I’m a stone worshipper of Mindhunter, the 2017 series that Fincher produced and partly directed (and which will re-launch with a second season later this year), and I definitely enjoyed the Fincher-produced House of Cards for the first couple of seasons. But I wouldn’t watch Love, Death and Robots with a knife at my back. Because in my mind an “anthology animation short” series is Otto Ludwig Piffle…take-it-or-leave-it esoterica for animation oddballs and navel gazers and guys who avoid sunlight and regular pedicures, and who look and behave like Pete Davidson and wear skeleton-feet sneakers.
Remember the old David Fincher?
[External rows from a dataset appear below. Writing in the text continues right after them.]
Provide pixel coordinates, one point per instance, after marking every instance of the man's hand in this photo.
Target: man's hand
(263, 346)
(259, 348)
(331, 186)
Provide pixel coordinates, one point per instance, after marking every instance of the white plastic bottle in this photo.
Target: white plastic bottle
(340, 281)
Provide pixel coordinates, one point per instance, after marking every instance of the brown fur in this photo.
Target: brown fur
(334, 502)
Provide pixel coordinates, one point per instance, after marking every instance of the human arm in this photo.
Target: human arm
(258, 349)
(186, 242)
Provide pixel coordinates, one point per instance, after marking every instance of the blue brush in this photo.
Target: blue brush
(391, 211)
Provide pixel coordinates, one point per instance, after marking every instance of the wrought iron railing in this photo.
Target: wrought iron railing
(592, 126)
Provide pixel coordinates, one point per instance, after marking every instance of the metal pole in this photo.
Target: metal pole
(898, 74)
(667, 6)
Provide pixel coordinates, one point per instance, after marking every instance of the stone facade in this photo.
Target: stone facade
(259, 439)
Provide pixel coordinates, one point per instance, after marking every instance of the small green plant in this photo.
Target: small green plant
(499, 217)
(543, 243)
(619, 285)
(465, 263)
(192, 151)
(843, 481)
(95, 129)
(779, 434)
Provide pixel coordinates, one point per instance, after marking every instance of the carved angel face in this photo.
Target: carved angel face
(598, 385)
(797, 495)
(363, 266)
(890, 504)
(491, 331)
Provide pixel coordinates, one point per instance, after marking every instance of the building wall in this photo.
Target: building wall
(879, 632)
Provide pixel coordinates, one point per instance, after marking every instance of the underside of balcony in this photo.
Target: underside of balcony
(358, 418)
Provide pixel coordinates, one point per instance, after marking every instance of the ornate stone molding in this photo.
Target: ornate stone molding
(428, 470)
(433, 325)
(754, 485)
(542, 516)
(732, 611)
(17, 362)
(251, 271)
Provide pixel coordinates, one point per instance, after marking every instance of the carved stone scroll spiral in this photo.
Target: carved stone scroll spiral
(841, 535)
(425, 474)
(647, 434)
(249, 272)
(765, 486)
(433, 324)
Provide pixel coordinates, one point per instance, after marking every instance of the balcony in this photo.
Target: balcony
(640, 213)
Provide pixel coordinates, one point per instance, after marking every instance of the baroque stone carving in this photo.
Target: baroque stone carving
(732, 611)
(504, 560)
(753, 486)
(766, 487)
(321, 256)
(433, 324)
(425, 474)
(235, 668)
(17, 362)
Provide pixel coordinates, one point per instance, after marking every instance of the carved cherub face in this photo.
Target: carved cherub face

The guy who was one of the most dynamic, innovative, forward-reaching directors of narrative features (on the level of Soderbergh, Cuaron, Inarritu and Kubrick) and who was slugging it out in the boxing ring and at least trying to make stuff that really mattered? That Fincher has now retreated into a kind of Netflix cave. He hasn’t made a theatrical feature in over four years, close to five. The good but vaguely underwhelming Gone Girl (’14) was his last theatrical effort.
If you ignore Alien 3 (which I advise everyone to do), Fincher was on the feature-film stick for 19 years, and made four world-class knockouts — Seven (’95), Fight Club (’99), Zodiac (’07) and The Social Network (’10). He also made four above-average, stylistically-striking popcorn films — The Game, Panic Room, The Girl With The Dragon Tattoo and Gone Girl. I’m not calling The Curious Case of Benjamin Button a stinker, but I’ll never, ever watch it again.
Why is Fincher more or less hiding in his little Netflix cave? He’s following his heart and his muse, and I’m sure that’s a satisfying place to be, but what about the devout fan base (i.e., persons like myself?) It’s like Fincher has decided he can’t be “David Fincher” any more…like that was a phase and now he’s past it.
He obviously no longer believes in theatrical narratives. Because Hollywood itself no longer believes in same, and because the zombie executives won’t greenlight anything even remotely original, and because Fincher won’t make formulaic crap. And so he’s operating out of his own little creative bunker. He’s not even doing a Soderbergh — making modest but original features, working with Netflix but exploring new distribution schemes, shooting on iPhones, etc. He’s working and living in a realm that allows for creative freedom, but the absence of the old Fincher breaks my heart.
If Fincher is trying to get anything made in the realm of narrative features, I haven’t heard of it. Has he totally bailed or is there something he’s developing that might actually become something? I’m asking.
A Fincher fan calls my opinion “bullshit” and insists that Fincher “has transformed the entire landscape of film forever. House of Cards changed the game for Netflix, for Hollywood. He has single-handedly transformed the business by transforming Netflix. The stuff he’s been doing is brilliant. He just prefers to work within the confines of creative freedom rather than the bullshit constraints of Big Hollywood. He’ll make another movie when he finds something worth doing, as all great directors do.”
My response is that no matter how you slice it, Fincher has been effectively out of the feature film game for four and half years. He’s backed away, given up on the big arena, and decided to live and create out of his own little streaming gopher hole.